L'exposition Power Points
Photo: DHC/ART
L’exposition Power Points survole le travail réalisé par Arcangel au cours des dix dernières années et présente des sculptures, des installations vidéos, des tirages et des jeux vidéos revisités. Elle témoigne avec fidélité de la pratique de l’artiste qui ne se cantonne jamais à un seul type de média ou de matériaux.
Les fils conducteurs qui traversent toute l’exposition sont l’obsolescence programmée de la technologie et le détournement de l’expérience ludique. Que ce soit avec l’œuvre Self Playing Nintendo 64 NBA Courtside 2, Colors ou encore I Shot Andy Warhol, Arcangel frustre constamment l’expérience du consommateur. En effet, c’est notre expérience de consommateur qui est mise à l’épreuve : impossible d’écouter normalement le célèbre « riff » de guitare de la chanson Sweet Child O’ Mine de Guns N’Roses puisqu’elle a été trafiquée puis tourne en boucle; impossible de jouer au Nintendo puisqu’on ne peut qu’assister à l’échec incessant du joueur de basketball au moment du tir au panier; impossible d’écouter normalement le film Colors puisque l’image est filtrée un pixel à la fois, agencée en barres horizontales, etc.
L'œuvre Colors
Photo: Vincent Toi, http://www.ngcmagazine.ca/features/cory-arcangel-s-triple-threat-power-points-at-the-dhc-art-foundation/Installation-view-of-Cory-Arcangel-Colors
Arcangel ne s’arrête pas là.
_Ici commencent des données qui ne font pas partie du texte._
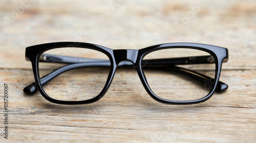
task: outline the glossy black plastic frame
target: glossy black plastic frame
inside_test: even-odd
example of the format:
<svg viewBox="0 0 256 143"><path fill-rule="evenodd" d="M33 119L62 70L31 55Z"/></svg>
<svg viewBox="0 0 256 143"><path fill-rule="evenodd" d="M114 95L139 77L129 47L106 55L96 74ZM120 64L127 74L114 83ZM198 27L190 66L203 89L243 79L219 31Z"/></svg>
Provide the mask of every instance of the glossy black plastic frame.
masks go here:
<svg viewBox="0 0 256 143"><path fill-rule="evenodd" d="M86 48L101 52L105 54L109 58L110 63L109 61L94 59L83 59L84 62L75 63L74 62L75 61L74 60L76 60L76 58L80 58L47 54L42 55L46 51L65 47ZM143 67L142 65L145 66L145 63L143 63L145 60L143 60L144 57L153 51L165 49L174 48L187 48L199 50L209 53L210 56L207 57L200 56L197 57L197 58L194 58L194 57L193 58L191 58L191 57L181 57L172 59L146 60L146 66L148 66L150 68L157 67L158 69L160 67L160 68L162 68L165 69L174 70L191 77L203 84L205 83L205 82L210 83L212 86L210 91L205 97L190 101L167 100L158 97L150 88L142 69ZM24 90L24 92L27 94L33 94L36 89L38 89L46 99L56 104L69 105L89 104L99 100L103 96L109 87L117 67L124 65L135 65L141 81L147 93L156 101L164 104L184 105L199 103L209 99L216 90L221 92L228 88L227 84L219 81L222 63L227 62L228 60L228 50L226 48L207 44L194 43L170 43L153 45L140 50L112 50L102 46L88 43L60 42L45 43L28 47L26 49L26 60L31 61L35 82L27 86ZM124 61L127 62L121 62ZM38 68L39 62L55 62L69 64L52 72L40 79ZM215 79L212 79L195 71L176 66L179 64L199 63L215 63L216 65ZM86 66L111 66L111 69L106 84L101 92L93 99L79 101L57 100L51 98L43 89L42 86L44 84L58 75L71 69Z"/></svg>

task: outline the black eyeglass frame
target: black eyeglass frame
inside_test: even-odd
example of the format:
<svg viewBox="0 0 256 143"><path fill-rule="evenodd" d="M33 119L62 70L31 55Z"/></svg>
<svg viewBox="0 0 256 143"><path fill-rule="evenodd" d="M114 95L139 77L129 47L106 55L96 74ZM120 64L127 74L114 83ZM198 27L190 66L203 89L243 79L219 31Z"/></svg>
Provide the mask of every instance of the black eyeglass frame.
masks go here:
<svg viewBox="0 0 256 143"><path fill-rule="evenodd" d="M53 49L65 47L81 47L96 50L105 54L109 57L111 62L111 69L106 84L102 90L95 98L84 101L60 101L51 98L44 90L39 74L38 65L40 56L46 51ZM212 84L213 86L211 91L207 96L204 98L194 100L172 101L159 97L151 90L143 72L143 67L142 65L142 59L145 55L151 52L159 50L171 48L187 48L199 50L209 53L213 57L216 63L215 83ZM164 43L149 46L140 50L112 50L99 45L89 43L60 42L45 43L28 47L26 49L26 58L27 60L30 60L31 61L33 72L35 80L35 85L36 86L36 87L46 100L54 103L67 105L89 104L100 100L108 89L119 63L123 61L130 61L135 65L144 87L153 99L160 103L167 104L185 105L198 104L204 102L212 96L217 88L217 85L218 85L222 63L227 62L228 60L228 51L227 49L222 47L195 43ZM222 86L223 85L219 86ZM227 88L227 85L226 85L225 86L227 87L225 87L225 89ZM25 89L24 89L24 91L25 90Z"/></svg>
Toute sa pratique met à mal la notion d’auteur. Pour de nombreuses œuvres, il a piraté, modifié et manipulé des logiciels. Il s’amuse aux dépens de la machine et – par la bande – du visiteur qui la contemple. Dans l’œuvre Drei Klaviertücke po. 11, par exemple, il mêle impunément le sacré au profane en créant une visualisation d’une pièce atonale de Schoenberg via l’agencement de vidéos YouTube de chatons marchant sur des touches de piano.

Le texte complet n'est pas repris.